Sisters receive missionary honours

Fr. Joseph Baril

Fr. Joseph Baril

May 16, 2011

VAUGHN, ONT. — Three missionaries serving in the Canadian North received the 2011 St. Joseph's Award on May 5.

Catholic Missions in Canada bestows the award annually. It recognizes and honours missionaries whose dedication as a light of the world and salt of the earth serve as role models for today's society.

This year's recipients were Sisters of Sainte-Chretienne Bernadette Gautreau and Jeannette Berger, both from the Grouard-McLennan Archdiocese, and Oblate Father Joseph Baril, from Amos, Quebec.

"Archbishop Gerard Pettipas nominated Jeannette and I for all the years we have been serving," said Gautreau.


They received their awards at a gala held in Vaughn, Ont. It featured a meal valued at $500 per plate, and a silent auction with items selling as high as $10,000.

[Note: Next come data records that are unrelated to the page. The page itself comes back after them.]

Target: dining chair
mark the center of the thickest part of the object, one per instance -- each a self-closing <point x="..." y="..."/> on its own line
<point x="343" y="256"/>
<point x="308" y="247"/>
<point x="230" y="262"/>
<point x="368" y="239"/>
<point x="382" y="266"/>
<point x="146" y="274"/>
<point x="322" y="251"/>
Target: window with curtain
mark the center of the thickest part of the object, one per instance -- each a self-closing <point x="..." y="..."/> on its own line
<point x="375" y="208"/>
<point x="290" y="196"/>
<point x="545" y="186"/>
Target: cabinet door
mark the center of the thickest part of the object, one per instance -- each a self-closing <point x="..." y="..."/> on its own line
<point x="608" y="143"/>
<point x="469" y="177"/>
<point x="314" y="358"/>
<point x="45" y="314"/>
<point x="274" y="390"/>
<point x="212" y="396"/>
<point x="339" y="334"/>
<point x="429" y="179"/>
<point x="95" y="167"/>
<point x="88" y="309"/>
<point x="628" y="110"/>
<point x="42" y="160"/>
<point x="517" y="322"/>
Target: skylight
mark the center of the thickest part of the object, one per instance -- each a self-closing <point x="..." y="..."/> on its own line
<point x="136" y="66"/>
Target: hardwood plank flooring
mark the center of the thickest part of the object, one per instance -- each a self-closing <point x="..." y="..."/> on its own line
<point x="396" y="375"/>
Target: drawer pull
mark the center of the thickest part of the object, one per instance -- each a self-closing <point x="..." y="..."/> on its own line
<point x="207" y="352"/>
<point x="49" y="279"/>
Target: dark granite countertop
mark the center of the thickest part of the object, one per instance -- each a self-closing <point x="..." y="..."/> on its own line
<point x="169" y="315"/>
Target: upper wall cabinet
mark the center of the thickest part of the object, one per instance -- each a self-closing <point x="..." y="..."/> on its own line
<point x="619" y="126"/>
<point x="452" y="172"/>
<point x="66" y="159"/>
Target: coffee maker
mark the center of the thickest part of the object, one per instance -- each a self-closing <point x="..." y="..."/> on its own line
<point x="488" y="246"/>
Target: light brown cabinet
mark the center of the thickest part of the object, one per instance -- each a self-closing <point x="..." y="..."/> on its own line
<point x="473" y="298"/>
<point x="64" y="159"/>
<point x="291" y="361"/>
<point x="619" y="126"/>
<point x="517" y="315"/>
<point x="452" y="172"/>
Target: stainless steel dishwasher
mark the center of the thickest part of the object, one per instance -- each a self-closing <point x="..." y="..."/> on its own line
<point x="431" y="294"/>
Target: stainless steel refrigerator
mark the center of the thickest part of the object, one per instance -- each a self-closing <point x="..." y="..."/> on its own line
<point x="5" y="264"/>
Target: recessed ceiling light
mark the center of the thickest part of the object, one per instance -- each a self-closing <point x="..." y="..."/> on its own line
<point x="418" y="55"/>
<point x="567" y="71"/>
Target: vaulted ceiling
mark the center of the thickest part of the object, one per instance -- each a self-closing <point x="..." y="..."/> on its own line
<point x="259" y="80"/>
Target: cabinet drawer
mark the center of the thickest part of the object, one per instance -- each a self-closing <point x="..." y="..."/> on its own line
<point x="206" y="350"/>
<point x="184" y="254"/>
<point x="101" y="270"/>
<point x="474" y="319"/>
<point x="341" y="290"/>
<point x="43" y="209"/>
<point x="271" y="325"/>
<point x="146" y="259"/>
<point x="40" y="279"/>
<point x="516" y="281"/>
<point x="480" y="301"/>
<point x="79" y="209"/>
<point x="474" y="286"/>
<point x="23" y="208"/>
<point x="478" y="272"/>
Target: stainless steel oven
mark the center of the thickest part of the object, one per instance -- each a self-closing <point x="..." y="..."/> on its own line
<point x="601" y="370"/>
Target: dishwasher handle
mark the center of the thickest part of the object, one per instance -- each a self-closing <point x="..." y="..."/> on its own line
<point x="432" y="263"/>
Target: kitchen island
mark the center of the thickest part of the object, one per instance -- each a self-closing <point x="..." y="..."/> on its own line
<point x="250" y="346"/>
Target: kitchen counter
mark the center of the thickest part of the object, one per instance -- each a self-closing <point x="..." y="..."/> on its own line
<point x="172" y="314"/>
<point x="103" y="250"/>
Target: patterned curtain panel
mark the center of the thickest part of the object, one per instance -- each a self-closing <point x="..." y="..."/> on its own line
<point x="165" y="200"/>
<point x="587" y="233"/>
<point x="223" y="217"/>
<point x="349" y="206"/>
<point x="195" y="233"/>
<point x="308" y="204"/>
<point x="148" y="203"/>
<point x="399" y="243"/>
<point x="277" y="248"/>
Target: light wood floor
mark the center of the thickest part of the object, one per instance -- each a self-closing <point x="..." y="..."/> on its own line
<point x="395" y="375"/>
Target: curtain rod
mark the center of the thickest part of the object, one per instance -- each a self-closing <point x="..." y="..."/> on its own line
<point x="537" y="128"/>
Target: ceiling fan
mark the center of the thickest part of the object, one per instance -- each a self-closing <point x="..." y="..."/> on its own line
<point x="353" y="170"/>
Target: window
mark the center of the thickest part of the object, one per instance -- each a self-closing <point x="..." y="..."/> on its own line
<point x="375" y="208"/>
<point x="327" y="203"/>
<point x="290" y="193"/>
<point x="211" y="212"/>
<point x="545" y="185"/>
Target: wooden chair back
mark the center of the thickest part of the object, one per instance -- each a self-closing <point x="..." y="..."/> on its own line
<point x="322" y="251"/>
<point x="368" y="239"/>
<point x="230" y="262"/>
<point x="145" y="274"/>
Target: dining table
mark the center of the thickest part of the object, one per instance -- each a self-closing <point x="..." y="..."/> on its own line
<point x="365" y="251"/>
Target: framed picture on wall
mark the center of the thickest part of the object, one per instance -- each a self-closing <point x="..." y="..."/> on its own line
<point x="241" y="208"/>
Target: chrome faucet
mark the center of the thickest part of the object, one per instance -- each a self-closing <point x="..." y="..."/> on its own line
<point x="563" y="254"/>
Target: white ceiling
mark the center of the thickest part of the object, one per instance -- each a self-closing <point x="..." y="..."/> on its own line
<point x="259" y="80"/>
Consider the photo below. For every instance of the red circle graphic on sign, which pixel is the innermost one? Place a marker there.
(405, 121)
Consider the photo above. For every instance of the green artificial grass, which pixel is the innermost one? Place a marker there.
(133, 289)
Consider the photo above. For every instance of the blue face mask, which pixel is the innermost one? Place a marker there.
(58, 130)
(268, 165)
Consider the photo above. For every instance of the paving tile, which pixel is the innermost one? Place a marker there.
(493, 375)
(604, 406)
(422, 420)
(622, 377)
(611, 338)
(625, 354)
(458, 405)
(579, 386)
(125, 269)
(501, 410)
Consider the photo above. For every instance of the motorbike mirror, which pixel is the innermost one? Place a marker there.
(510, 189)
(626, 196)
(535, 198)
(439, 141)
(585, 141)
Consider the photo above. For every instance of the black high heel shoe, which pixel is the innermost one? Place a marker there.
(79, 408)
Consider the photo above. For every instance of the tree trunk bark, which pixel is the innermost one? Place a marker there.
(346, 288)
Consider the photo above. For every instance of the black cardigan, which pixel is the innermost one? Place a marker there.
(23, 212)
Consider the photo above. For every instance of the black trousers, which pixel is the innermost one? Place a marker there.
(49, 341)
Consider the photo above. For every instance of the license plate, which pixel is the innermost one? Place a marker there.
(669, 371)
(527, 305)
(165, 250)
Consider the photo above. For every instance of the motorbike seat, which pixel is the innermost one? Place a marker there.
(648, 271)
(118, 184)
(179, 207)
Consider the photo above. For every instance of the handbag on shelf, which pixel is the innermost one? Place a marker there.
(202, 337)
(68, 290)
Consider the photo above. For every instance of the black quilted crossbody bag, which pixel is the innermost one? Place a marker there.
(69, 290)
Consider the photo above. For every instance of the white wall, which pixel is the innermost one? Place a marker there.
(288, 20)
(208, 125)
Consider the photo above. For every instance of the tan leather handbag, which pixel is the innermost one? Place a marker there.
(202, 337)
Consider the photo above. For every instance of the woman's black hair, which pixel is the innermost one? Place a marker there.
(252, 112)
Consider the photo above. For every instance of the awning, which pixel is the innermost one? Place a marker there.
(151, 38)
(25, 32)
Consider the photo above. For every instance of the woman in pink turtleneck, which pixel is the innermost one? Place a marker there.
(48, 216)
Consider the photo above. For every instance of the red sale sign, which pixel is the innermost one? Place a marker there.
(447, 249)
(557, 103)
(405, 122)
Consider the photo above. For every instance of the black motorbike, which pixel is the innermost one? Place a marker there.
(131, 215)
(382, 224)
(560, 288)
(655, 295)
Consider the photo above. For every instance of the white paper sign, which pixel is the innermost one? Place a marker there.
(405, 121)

"I had never been to anything like that in my life. It was very posh," said Gautreau.

A replica of the St. Joseph sculpture cast in bronze was given to the recipients. Internationally acclaimed sculptor David Ruben Piqtoukun of Paulatuk, NWT, designed it.

Catholic Missions in Canada is an organization aimed at helping Canada's northern dioceses, mostly aboriginal missions. The awards gala is its major fundraiser.

"It's basically a fundraising organization to help the poorer dioceses that can't afford to take care of the people in outlying communities," said Gautreau.

Speaking of the challenges faced by her archdiocese specifically, Gautreau continued, "Our bishop was the keynote speaker and he gave a historical and geographical view of the archdiocese.

"He said that our archdiocese is half the size of the state of California. In the 1950s and 1960s we had 75 Oblate priests and over 200 religious sisters serving in our archdiocese. Today we have one Oblate and 17 sisters."

Baril, 89, has been a missionary for more than 57 years, living and working among the Cree of James Bay of northern Ontario and among the Inuit of northern Quebec. Since 1976, he has served as a travelling priest to isolated villages in Quebec.

In his 2004 autobiography, My Aurora Borealis: A Traveling Missionary for a Church Built of Living Stones, he recounts how he always had a fascination with the Canadian North.